Gerçek şu ki, tarihsel adaletsizliklerin olduğu her durumda, "kimsenin kaybetmemesi" diye bir şey mümkün değil. Çünkü geçmişte birileri çok şey kazanmış, diğerleri ise çok şey kaybetmiştir. Hakiki bir barış için önce bu gerçeklik tanınmalı. Bu kabullenme olmadan, eşit müzakere koşulları kurulamaz. Eğer bir barış süreci sadece güçlü olanın statüsünü korumaya dayalıysa güçlü olan doğal olarak bir şey kaybetmez; ama zaten her şeyini kaybetmiş olanın yeniden kazanma ihtimali de olmadığından bu kazan-kazan değil, kaybettiğini kabullen denklemidir. Dolayısıyla, b
arış masasının güçlü için kazanım, zayıf için kayıp anlamına gelmemesi şu üç koşulla mümkün olabilir:

Birincisi, geçmişin hakikatine dair açık bir yüzleşme; kim ne kaybetti, ne bedel ödedi, bunun adı konulmadan adalet sağlanamaz.

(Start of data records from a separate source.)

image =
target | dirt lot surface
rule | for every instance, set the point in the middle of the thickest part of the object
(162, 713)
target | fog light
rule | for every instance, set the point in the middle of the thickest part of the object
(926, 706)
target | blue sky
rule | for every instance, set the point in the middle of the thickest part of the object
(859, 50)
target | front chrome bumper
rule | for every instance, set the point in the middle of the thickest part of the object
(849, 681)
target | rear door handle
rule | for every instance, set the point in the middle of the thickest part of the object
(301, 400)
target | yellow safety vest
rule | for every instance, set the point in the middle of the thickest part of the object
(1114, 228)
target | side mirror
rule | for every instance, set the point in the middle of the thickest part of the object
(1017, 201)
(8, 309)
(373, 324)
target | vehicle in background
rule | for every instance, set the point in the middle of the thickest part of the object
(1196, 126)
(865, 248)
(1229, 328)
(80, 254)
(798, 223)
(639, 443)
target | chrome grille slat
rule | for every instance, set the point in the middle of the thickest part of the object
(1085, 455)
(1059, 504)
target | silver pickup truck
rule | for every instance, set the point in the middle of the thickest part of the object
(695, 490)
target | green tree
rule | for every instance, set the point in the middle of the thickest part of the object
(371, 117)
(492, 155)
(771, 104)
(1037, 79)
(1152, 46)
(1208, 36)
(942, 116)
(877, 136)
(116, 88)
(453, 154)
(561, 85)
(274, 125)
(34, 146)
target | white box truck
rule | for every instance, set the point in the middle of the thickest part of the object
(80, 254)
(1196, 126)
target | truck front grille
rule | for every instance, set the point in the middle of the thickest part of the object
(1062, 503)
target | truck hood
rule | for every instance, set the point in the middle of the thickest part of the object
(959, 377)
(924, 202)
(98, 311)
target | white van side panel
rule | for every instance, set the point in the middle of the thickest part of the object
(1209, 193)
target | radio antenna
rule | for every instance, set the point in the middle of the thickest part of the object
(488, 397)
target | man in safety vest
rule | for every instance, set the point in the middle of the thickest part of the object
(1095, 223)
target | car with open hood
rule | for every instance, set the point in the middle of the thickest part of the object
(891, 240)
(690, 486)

İkincisi, telafi ve tazmin; sadece hak vermek değil, geçmişte gasp edilenin bir şekilde iadesi gerekir.

Üçüncüsü ise, eşit koşullarda müzakere; tarafların temsil gücü, karar alma yetkisi ve geleceğe dair iradeleri eşit biçimde kurulmalı. Rehineler müzakerelerin sürdürücüsü, temsilcisi, sözcüsü olmamalı. Mandela ile Öcalan arasındaki "alakasız benzerlik" dışında dünyada hiçbir çatışmalı sürecin müzakerelerinde rehineler temsilci olmadı.

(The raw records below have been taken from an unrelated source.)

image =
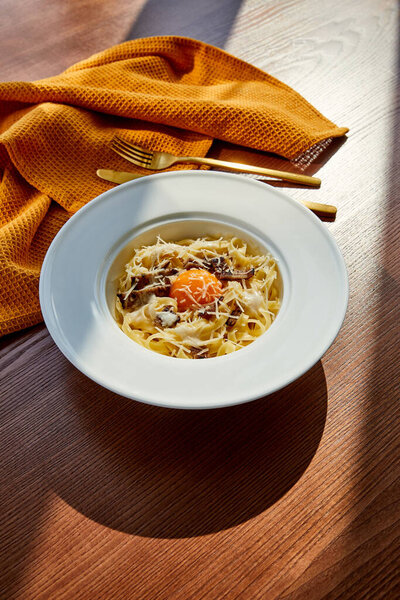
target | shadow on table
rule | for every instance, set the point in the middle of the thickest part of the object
(208, 20)
(166, 473)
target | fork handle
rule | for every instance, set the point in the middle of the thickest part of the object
(213, 162)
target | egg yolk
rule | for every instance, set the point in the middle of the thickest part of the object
(195, 287)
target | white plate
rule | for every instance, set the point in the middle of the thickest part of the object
(76, 285)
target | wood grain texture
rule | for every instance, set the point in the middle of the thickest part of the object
(291, 497)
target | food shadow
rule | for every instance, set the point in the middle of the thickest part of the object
(167, 473)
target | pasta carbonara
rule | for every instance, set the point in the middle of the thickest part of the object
(197, 298)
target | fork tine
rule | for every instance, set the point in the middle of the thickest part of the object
(134, 160)
(132, 153)
(130, 146)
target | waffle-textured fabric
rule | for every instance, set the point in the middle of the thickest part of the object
(164, 93)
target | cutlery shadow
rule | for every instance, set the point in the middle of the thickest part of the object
(166, 473)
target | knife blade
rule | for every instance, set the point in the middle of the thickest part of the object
(327, 211)
(117, 176)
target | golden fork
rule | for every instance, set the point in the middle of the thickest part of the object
(161, 160)
(324, 211)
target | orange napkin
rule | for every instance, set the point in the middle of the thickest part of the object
(165, 93)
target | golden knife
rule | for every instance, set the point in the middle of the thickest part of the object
(322, 210)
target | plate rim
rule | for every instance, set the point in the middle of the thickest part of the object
(91, 205)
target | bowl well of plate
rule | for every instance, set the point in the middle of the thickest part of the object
(80, 275)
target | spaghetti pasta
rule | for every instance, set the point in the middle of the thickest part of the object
(212, 319)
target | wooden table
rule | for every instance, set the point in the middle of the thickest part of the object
(292, 496)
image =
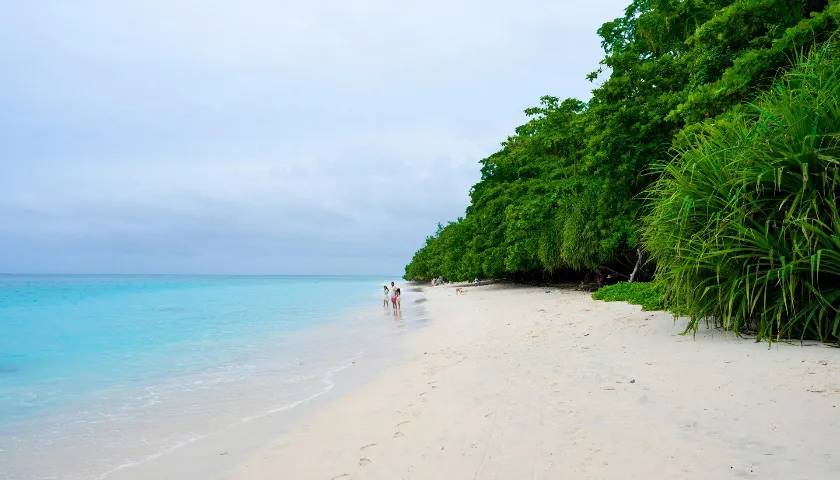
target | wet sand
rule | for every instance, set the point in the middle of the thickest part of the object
(513, 382)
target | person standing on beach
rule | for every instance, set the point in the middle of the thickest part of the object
(394, 290)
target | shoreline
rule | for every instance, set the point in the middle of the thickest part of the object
(511, 382)
(218, 409)
(217, 453)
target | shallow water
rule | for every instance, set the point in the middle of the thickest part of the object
(99, 373)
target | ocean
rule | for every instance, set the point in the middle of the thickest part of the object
(103, 373)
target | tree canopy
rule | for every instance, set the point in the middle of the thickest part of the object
(566, 191)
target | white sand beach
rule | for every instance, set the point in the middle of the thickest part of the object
(512, 382)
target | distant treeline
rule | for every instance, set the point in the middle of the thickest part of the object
(708, 156)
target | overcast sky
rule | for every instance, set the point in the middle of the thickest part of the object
(251, 136)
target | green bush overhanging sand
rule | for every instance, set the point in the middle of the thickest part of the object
(744, 223)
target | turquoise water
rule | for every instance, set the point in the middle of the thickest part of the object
(88, 358)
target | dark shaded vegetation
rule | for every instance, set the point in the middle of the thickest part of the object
(707, 154)
(650, 295)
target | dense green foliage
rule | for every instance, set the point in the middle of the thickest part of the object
(563, 193)
(705, 130)
(745, 223)
(650, 295)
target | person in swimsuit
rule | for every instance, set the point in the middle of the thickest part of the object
(394, 290)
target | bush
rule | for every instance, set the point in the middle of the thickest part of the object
(744, 222)
(649, 295)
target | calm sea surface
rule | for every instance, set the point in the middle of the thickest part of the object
(100, 373)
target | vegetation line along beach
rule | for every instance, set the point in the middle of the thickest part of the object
(707, 160)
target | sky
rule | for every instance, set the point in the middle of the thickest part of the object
(263, 137)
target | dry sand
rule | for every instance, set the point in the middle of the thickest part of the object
(516, 383)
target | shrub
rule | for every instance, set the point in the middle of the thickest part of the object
(647, 294)
(744, 222)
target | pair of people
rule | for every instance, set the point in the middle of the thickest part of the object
(393, 294)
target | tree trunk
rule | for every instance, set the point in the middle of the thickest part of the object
(638, 265)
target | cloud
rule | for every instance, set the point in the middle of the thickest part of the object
(262, 137)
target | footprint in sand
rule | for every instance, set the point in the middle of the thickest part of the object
(399, 433)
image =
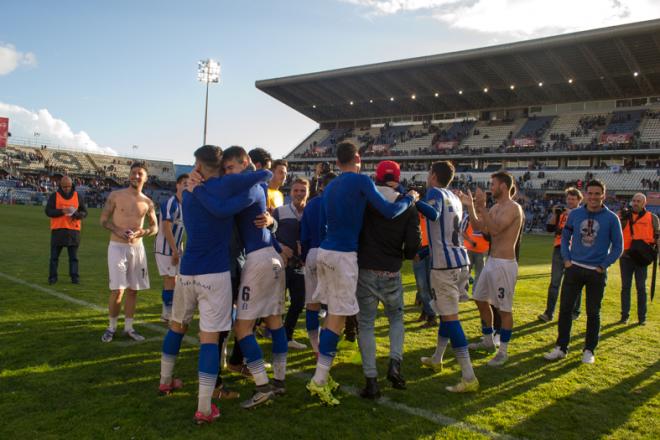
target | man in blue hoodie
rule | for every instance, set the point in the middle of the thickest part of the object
(591, 242)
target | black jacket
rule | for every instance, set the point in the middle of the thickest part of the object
(384, 243)
(65, 237)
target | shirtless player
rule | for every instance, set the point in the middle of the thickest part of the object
(123, 215)
(497, 283)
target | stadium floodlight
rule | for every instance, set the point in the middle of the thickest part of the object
(208, 71)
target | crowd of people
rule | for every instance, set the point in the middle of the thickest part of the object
(337, 245)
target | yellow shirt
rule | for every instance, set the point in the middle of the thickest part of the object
(275, 199)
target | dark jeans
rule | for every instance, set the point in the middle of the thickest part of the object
(628, 269)
(556, 274)
(54, 260)
(295, 282)
(575, 278)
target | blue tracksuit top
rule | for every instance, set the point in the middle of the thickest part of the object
(208, 218)
(310, 227)
(343, 205)
(592, 238)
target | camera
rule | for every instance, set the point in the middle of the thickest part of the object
(558, 210)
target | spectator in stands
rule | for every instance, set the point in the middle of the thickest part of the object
(66, 210)
(641, 232)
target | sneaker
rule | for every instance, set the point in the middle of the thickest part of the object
(133, 335)
(588, 357)
(483, 345)
(201, 419)
(464, 387)
(356, 358)
(241, 369)
(279, 388)
(545, 318)
(556, 354)
(295, 345)
(107, 335)
(428, 362)
(165, 389)
(224, 393)
(262, 394)
(324, 392)
(498, 360)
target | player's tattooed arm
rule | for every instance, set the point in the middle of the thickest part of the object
(106, 215)
(152, 220)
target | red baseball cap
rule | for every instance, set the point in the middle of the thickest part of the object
(388, 171)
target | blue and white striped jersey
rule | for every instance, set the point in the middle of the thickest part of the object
(170, 210)
(445, 235)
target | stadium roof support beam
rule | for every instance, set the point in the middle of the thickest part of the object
(506, 78)
(645, 86)
(612, 87)
(531, 71)
(581, 91)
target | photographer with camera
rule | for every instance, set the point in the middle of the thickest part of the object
(641, 230)
(288, 234)
(556, 225)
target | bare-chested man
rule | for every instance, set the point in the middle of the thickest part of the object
(498, 279)
(123, 215)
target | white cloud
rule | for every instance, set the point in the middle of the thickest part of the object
(525, 18)
(10, 59)
(23, 123)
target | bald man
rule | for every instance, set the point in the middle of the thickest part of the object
(637, 224)
(66, 210)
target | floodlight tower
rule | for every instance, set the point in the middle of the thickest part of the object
(208, 71)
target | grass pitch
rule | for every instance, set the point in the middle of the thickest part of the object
(57, 380)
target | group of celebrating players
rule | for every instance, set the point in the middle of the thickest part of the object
(225, 207)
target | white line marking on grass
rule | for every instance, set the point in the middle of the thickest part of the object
(431, 416)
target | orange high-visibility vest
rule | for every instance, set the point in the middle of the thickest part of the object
(560, 226)
(642, 230)
(65, 221)
(481, 244)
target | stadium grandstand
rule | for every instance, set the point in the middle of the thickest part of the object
(29, 172)
(554, 111)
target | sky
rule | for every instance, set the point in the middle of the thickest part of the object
(108, 76)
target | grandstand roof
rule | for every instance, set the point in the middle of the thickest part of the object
(601, 64)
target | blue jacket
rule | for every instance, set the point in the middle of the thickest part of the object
(592, 238)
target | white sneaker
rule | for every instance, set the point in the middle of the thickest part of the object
(555, 354)
(588, 357)
(498, 360)
(486, 344)
(295, 345)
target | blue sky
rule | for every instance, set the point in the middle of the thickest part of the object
(123, 72)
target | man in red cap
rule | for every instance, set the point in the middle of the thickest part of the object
(383, 246)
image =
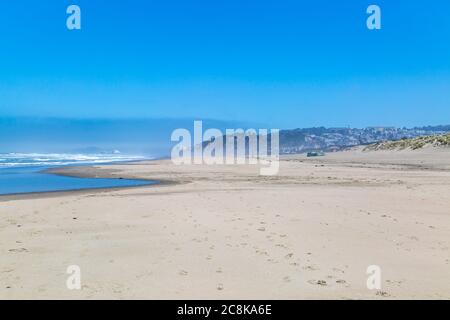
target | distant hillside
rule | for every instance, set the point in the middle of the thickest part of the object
(334, 139)
(413, 144)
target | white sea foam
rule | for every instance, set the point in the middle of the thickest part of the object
(59, 159)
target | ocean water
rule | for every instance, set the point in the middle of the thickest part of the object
(22, 173)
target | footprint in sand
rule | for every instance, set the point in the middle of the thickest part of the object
(318, 282)
(18, 250)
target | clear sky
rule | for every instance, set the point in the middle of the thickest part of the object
(283, 63)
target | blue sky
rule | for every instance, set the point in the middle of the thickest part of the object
(281, 63)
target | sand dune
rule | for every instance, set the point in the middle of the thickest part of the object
(225, 232)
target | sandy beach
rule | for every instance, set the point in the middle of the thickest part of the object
(225, 232)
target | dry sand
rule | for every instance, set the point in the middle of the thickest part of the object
(226, 232)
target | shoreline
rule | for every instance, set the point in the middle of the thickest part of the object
(80, 172)
(225, 232)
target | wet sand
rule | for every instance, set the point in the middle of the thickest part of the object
(220, 232)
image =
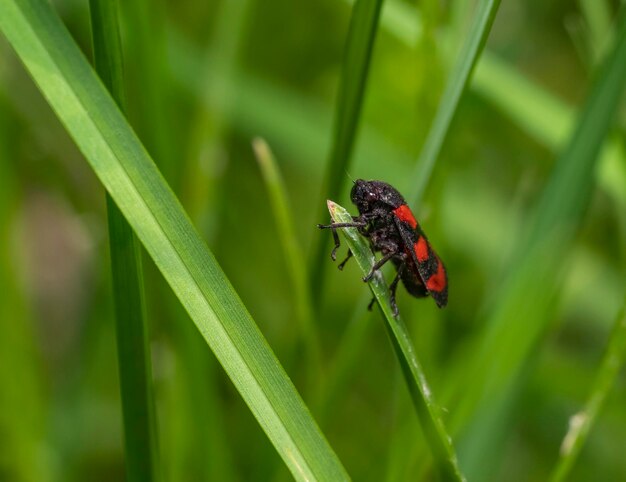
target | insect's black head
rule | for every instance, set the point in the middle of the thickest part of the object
(370, 195)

Bu tür barış süreçlerinin tehlikeli yönlerinden biri de mağdurun susması üzerine kurulmasıdır. Sadece taleplerin törpülenmesini değil, geçmişin de susturulmasını içerir. Mağdur olan tarafa, konuşma hakkı çoğu zaman sadece belli sınırlar içinde tanınır. Geçmişin acıları, bastırılmış hakikatler, devlet şiddetinin bilançosu dile getirilmek istendiğinde, “barış sürecine zarar verme” tehdidi devreye girer. "Geçmişi kurcalamayın", "önümüze bakalım", "şimdi barış zamanı" gibi kestirip atmalar hakikatin üzerini örter. Mağdurdan istenen rol şu olur: Talepkâr olma, geçmişi unut, sana tanınan sınırlı haklara razı ol.

Sonuçta taraflardan biri sadece varlığını kabul ettirmeyi kazanım sayıyorsa, aslında kaybetmiş demektir.